Het "Moeder"-monument staat aan de Bundesstraße 321 tussen Raben Steinfeld en Schwerin aan het Störkanal. Het werd in 1975 ingewijd als herinnering voor toekomstige generaties en ter ere van de slachtoffers van het nationaalsocialisme en herdenkt vandaag de dag nog steeds de dodenmars van de gevangenen van het concentratiekamp Sachsenhausen.

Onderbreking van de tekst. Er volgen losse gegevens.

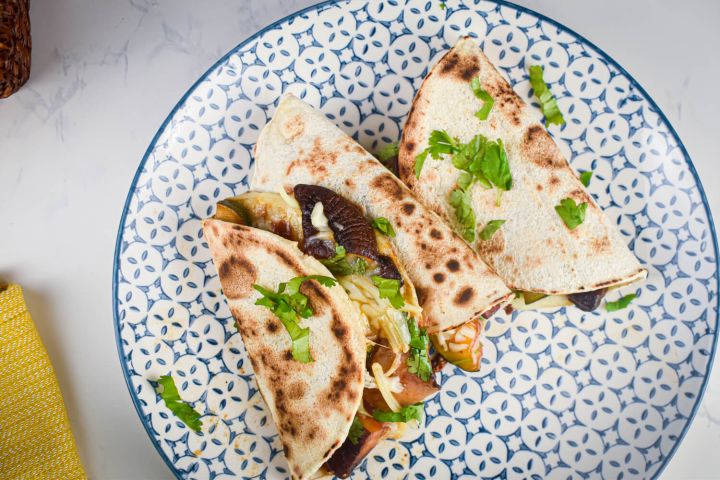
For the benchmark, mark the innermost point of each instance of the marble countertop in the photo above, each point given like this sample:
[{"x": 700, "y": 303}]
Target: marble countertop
[{"x": 105, "y": 75}]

Toen het Rode Leger in april 1945 steeds dichterbij kwam en uiteindelijk nog maar een paar kilometer verwijderd was van het concentratiekamp Sachsenhausen, gaf de SS in de vroege uren van 21 april het bevel om het concentratiekamp te evacueren. 33.000 gevangenen werden in noordwestelijke richting afgevoerd. Ze moesten 20 tot 40 kilometer per dag lopen. Velen van hen werden onderweg doodgeschoten, anderen stierven van uitputting in het koude en natte weer. Sommigen bereikten echter het gebied tussen Schwerin en Parchim via verschillende routes. Op 2 mei 1945 stuitten ze bij Raben Steinfeld op eenheden van het Rode Leger en het Amerikaanse leger. Voor de ongeveer 18.000 gevangenen van het concentratiekamp Sachsenhausen die tot dan toe hadden overleefd, kwam er een einde aan hun lijden in het Störkanal.

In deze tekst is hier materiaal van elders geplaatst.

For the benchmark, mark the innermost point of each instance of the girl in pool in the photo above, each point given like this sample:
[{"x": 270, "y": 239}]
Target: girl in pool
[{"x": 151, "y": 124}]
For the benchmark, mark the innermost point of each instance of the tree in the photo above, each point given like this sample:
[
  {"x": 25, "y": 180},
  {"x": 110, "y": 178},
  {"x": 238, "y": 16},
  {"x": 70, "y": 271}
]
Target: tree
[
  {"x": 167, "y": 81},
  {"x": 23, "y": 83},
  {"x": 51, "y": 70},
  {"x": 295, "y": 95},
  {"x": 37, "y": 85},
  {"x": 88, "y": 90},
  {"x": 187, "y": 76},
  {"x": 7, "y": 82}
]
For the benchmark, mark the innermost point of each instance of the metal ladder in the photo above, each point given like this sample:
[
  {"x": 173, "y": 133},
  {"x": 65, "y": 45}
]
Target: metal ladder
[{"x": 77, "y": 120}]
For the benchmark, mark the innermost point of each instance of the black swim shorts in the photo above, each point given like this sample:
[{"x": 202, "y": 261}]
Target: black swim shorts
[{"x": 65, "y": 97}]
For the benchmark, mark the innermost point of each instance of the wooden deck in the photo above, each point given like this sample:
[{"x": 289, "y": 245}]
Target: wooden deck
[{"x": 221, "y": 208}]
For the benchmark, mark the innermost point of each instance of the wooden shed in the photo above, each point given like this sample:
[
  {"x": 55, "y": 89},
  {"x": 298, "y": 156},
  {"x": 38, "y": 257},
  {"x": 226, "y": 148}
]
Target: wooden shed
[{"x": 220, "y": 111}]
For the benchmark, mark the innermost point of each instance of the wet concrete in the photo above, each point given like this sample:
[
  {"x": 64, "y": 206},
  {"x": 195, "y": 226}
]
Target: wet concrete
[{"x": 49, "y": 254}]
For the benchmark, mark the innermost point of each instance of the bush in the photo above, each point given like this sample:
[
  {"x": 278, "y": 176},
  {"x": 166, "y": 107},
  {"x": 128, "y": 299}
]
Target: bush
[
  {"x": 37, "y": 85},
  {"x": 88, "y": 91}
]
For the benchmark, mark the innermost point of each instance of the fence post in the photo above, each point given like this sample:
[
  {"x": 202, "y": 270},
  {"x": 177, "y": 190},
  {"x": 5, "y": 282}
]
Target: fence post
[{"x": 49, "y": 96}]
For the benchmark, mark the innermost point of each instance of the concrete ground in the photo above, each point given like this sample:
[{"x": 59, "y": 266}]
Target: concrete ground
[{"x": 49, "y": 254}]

Een gedenksteen, die hier in het begin van de jaren 1950 werd opgericht, herinnert hieraan. 25 jaar later, op 8 september 1975, werd het gedenkteken "De Moeder" ingehuldigd op deze historische plek. Beeldhouwer Gerhard Thieme uit Berlijn maakte de bronzen sculptuur, waaraan later vier reliëfplaten werden toegevoegd. Sindsdien symboliseert "De Moeder" het naamloze lijden van moeders van alle naties.